Sen1 Stalem w lazience i przegladalem magazyn o talizmanach i tatuazach. W pewnej chwili naszla mnie ogromna ochota, by obciac sobie moj wielki sterczacy platek u prawego ucha :) Mialo to mi niejako stworzyc jakas bariere, i sprawic by przyciagalo sie do mnie to co ze mna zgodne. Slowem - zwykly magiczny rytual :)

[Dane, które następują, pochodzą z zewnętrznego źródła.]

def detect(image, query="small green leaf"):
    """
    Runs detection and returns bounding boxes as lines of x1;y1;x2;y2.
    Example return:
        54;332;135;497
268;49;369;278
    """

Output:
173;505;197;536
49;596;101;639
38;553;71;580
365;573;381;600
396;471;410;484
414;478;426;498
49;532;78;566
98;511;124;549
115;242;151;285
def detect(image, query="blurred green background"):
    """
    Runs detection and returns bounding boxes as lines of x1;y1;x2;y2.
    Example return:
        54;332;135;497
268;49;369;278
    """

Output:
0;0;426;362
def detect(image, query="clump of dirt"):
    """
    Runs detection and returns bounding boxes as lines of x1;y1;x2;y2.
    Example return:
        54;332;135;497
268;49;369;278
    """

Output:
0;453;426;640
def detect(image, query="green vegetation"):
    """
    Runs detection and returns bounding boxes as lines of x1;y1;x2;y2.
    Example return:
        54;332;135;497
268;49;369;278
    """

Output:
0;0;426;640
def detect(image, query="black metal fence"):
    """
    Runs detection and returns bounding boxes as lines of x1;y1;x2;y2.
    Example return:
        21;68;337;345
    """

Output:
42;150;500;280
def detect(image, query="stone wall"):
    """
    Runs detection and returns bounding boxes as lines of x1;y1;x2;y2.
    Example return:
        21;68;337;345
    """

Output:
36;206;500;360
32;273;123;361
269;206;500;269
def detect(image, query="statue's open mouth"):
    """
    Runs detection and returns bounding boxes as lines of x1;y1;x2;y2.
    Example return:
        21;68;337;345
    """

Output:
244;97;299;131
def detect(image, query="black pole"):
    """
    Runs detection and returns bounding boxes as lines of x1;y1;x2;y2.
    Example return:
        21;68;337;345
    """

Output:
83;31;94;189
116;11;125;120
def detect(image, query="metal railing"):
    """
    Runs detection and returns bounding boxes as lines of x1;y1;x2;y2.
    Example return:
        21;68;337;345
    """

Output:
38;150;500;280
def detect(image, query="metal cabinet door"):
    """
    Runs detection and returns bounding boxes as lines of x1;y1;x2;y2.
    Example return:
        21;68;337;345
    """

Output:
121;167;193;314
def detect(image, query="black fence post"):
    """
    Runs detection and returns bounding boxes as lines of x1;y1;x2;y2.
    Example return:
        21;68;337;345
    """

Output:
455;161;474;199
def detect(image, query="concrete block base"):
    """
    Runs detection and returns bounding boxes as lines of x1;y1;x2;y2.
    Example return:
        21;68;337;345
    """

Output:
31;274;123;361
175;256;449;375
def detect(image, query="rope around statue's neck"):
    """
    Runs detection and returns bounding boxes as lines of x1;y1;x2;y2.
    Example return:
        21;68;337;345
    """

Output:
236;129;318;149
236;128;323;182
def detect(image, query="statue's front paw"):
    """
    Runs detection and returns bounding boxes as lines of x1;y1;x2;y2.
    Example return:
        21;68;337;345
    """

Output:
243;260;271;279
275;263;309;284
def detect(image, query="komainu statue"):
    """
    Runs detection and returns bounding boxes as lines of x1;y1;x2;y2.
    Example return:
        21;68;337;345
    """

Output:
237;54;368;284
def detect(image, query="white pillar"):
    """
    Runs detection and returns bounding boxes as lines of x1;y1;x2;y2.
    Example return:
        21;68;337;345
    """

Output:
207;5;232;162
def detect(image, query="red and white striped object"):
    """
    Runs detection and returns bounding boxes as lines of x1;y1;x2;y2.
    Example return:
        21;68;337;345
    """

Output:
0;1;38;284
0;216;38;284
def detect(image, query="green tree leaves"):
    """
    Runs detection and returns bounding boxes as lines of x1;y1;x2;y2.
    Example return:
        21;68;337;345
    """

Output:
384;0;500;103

Z poczatku nie wiedzialem jak sie do tego zabrac. W ogole nic nie wiedzialem, bylem jedynie ciekaw jakie to uczucie obcinac sobie ucho. Wzialem nozyczki... mmm... nie tak nie. A moze tak... ciach... auuc... nie tak tez nie.... hm... po dluzszym dumaniu doszedlem do wniosku ze najlepiej zrobic to powoli, dokladnie, ale i pewnie :) Naciagnalem wiec reka ten platek, i... zaczalem ciac... Czulem sie jak by mi ktos wyrywal zab bez znieczulenia. Nie chodzi raczej o bol - bardziej o to dziwne uczucie :/ Za 3 ciapnieciem obcialem caly. Wyrzucilem go toalety, i zaczalem kombinowac co zrobic z broczaca krwia. Jak zwykle niezastapiony okazal sie papier lezacy na tej samej toalecie ;) Po wytarciu i zachamowaniu krwi, spojrzalem w lustro.... PIEKNE!!! ... o to mi wlasnie chodzilo :)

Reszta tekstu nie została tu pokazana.